Lusaka, Zambia - U.S. trade and development officials held in-depth discussions today with officials from the Common Market for Eastern and Southern Africa (COMESA) to review progress on their work together under the U.S.-COMESA Trade and Investment Framework Agreement (TIFA). This was the sixth high-level meeting under the TIFA, which provides a forum for advancing cooperation on trade and investment issues between the United States and COMESA.
Assistant U.S. Trade Representative for Africa Florizelle Liser and COMESA Secretary-General Sindiso Ngwenya co-chaired the day-long meeting, which examined collaborative efforts such as work on implementation of the African Growth and Opportunity Act (AGOA), cooperation in the World Trade Organization, trade capacity building, and issues related to biotechnology, investment, and the business environment.
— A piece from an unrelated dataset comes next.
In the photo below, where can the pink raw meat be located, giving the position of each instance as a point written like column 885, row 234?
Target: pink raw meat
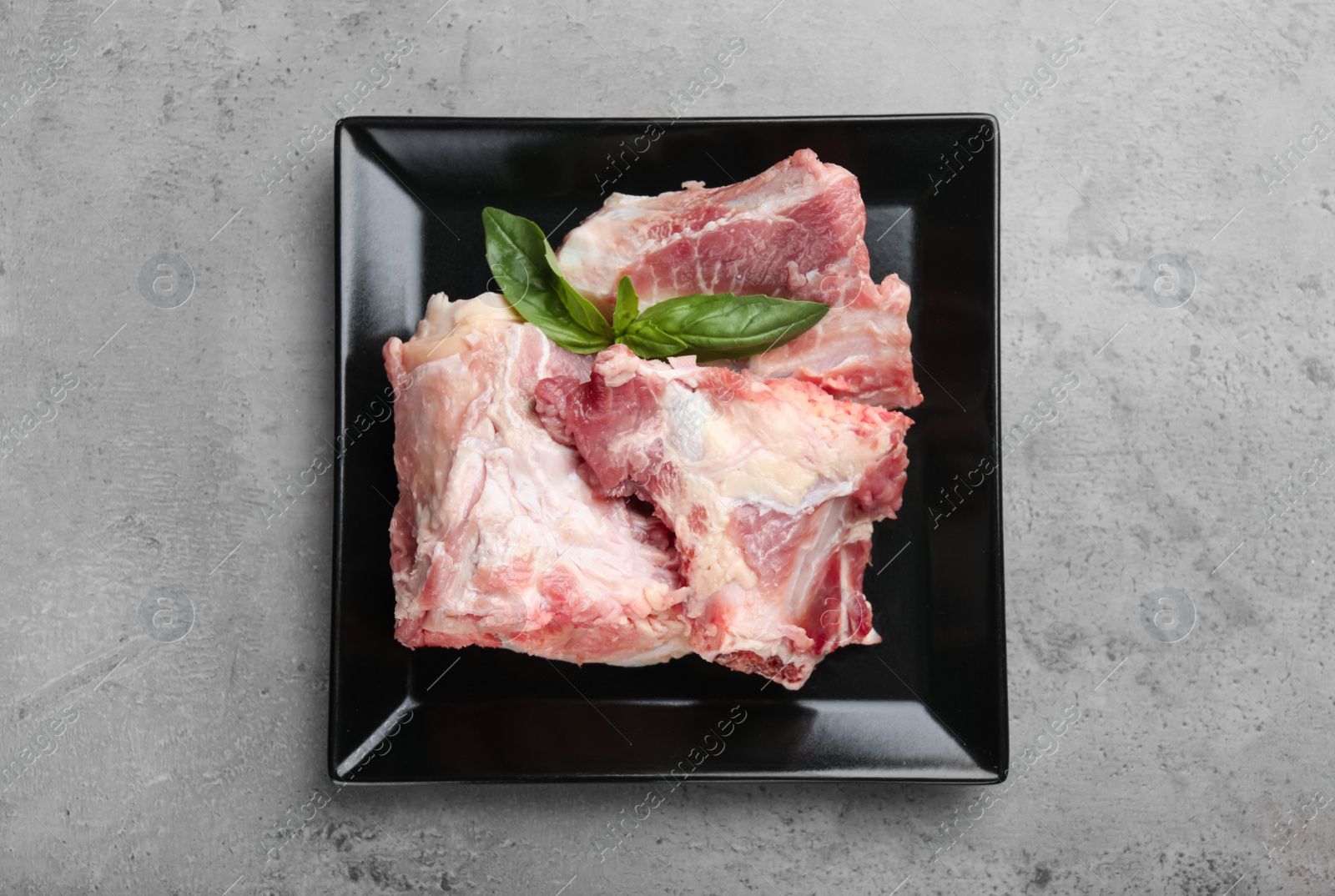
column 497, row 540
column 769, row 486
column 793, row 231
The two sides also discussed aspects of the Obama Administration's unfolding plans for promoting global food security, especially how these efforts might best promote greater regional agricultural trade in the COMESA region.
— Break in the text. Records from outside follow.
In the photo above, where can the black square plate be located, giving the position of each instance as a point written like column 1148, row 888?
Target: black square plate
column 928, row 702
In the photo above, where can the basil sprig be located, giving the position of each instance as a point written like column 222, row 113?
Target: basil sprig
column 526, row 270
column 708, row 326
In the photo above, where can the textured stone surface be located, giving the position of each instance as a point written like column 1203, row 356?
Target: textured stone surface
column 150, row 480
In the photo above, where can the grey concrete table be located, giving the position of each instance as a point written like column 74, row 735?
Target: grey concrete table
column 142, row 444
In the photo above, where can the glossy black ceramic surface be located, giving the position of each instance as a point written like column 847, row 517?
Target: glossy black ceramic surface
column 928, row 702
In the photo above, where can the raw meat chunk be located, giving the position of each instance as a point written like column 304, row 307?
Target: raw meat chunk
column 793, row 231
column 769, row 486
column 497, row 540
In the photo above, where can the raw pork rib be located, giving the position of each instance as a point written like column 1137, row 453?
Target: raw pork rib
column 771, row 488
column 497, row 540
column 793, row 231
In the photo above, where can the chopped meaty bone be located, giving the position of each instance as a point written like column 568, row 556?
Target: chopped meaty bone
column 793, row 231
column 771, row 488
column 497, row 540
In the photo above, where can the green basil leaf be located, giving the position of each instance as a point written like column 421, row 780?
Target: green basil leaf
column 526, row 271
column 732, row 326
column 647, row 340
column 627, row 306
"COMESA has been a leader in sub-Saharan Africa in advancing regional economic integration and greater intra-African trade," said Liser. "COMESA is an important partner on trade and development issues, and the U.S. Government has supported its efforts to create a unified regional market among its members and to use trade to bolster economic development. Today's meeting provided an opportunity to review our progress on issues such as AGOA and two-way trade and investment, as well as to deepen our partnership on increasingly important topics such as biotechnology development and trade policies and the trade-related aspects of food security."
In addition to officials from USTR, the U.S. delegation to the meeting in Lusaka included U.S. Ambassador to Zambia Donald Booth, who is also the U.S. Special Representative to COMESA, and officials from the U.S. Department of State, the U.S. Department of Agriculture, and the U.S. Agency for International Development.
COMESA, with 19 member states, is the largest regional economic organization in Africa. The United States and COMESA signed a TIFA in October 2001 and have held six high-level meetings under the TIFA since then, including the meeting that took place in Lusaka on November 2.
Total two-way trade between the United States and the member countries of COMESA in the first eight months of 2009 was valued at $8.6 billion, down 27 percent from the corresponding period in 2008, reflecting the global economic crisis. This compares to a 29 percent drop in U.S. trade with the world during the same period. The leading U.S. exports to the COMESA region are cereals, machinery (including electrical), aircraft, motor vehicles, optical and medical instruments, and mineral fuels. U.S. imports from COMESA countries include oil, apparel, coffee, cereals, oleaginous nuts/fruits, and precious stones. Fourteen COMESA countries are eligible for benefits under AGOA. In the first eight months of 2009, U.S. imports from COMESA countries under AGOA and the Generalized System of Preferences were valued at $637 million, down seven percent from the same period in 2008.
U.S. trade capacity building assistance for COMESA member countries totaled $161 million from FY06 through FY08. USAID's Regional Mission in East Africa has been providing direct funding and technical assistance to COMESA for work in trade and investment, infrastructure, and agriculture since 1998 and recently signed a $7.5 million agreement with COMESA. In addition, USAID's Global Competitiveness Hubs in Nairobi, Kenya and Gaborone, Botswana provide support for COMESA regional initiatives and for businesses in the COMESA region seeking to take advantage of trade opportunities provided under AGOA.